/wembedding_service

TF2 service for word embeddings computation

Primary LanguagePythonMozilla Public License 2.0MPL-2.0

WEmbedding service

This service encodes given text to a word embedding vector from supported language representation model. We currently support multilingual BERT (https://arxiv.org/abs/1810.04805) computed by Transformers (https://arxiv.org/abs/1910.03771, https://github.com/huggingface/transformers).

The service can be used as a module or run as a server to handle queries.

License

Copyright 2021 Institute of Formal and Applied Linguistics, Faculty of Mathematics and Physics, Charles University, Czech Republic.

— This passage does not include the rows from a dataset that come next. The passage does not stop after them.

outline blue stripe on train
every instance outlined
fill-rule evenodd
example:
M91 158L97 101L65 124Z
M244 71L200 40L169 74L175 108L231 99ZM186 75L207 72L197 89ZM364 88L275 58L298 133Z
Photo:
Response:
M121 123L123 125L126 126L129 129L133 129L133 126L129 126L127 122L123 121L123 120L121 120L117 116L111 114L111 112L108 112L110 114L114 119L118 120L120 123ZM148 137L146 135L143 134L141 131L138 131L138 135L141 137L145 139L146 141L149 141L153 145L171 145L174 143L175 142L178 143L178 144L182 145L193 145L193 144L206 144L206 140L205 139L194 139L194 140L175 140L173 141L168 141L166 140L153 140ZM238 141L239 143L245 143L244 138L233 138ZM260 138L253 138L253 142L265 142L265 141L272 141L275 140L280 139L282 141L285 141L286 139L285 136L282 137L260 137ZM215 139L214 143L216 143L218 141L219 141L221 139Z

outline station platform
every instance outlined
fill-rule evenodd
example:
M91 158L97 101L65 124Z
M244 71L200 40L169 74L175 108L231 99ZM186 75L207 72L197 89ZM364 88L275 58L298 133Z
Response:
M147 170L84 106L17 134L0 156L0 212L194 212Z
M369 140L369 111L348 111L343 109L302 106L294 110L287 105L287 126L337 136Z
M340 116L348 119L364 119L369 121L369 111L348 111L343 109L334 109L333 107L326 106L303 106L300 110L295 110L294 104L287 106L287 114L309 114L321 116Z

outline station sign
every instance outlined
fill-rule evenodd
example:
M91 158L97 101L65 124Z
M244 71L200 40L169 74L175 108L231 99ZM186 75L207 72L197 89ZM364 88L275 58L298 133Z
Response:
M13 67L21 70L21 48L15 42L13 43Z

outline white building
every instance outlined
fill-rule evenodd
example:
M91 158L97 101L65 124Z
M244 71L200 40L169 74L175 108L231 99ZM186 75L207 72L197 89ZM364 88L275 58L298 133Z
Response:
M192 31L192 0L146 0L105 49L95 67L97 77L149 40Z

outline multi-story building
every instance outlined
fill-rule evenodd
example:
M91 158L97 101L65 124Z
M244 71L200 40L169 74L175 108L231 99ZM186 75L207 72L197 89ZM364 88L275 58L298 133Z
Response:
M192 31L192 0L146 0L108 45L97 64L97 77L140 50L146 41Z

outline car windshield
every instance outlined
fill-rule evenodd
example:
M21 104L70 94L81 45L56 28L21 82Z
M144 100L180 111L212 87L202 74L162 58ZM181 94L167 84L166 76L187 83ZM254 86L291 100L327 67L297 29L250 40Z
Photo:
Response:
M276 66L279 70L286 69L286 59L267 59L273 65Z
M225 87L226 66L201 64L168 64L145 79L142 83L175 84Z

This Source Code Form is subject to the terms of the Mozilla Public License, v. 2.0. If a copy of the MPL was not distributed with this file, You can obtain one at http://mozilla.org/MPL/2.0/.

Author and Contact

Author: Milan Straka Contact: straka@ufal.mff.cuni.cz

Installation

Clone the repository:

git clone https://github.com/ufal/wembedding_service

Create a Python virtual environment:

python -m venv venv

Install requirements:

venv/bin/pip3 install -r requirements.txt

Run the service:

venv/bin/python3 ./start_wembeddings_server.py 8000

Docker

Build the Docker image:

docker build -t wembeddings

Run the container:

docker run --name wembeddings --rm wembeddings 8000

If you wish to run the service in the background, you can add the -d option:

docker run --name wembeddings --rm wembeddings -d --rm wembeddings 8000

If you have another Docker container to query the WEmbeddings service, you can connect both the service and the client to a user-defined network:

docker network create wembeddings-network
docker run --network wembeddings-network --name wembeddings -d --rm wembeddings 8000
docker run --network wembeddings-network --name my_client --rm my_client

The client my_client can access the wembeddings service by its assigned Docker name wembeddings:8000.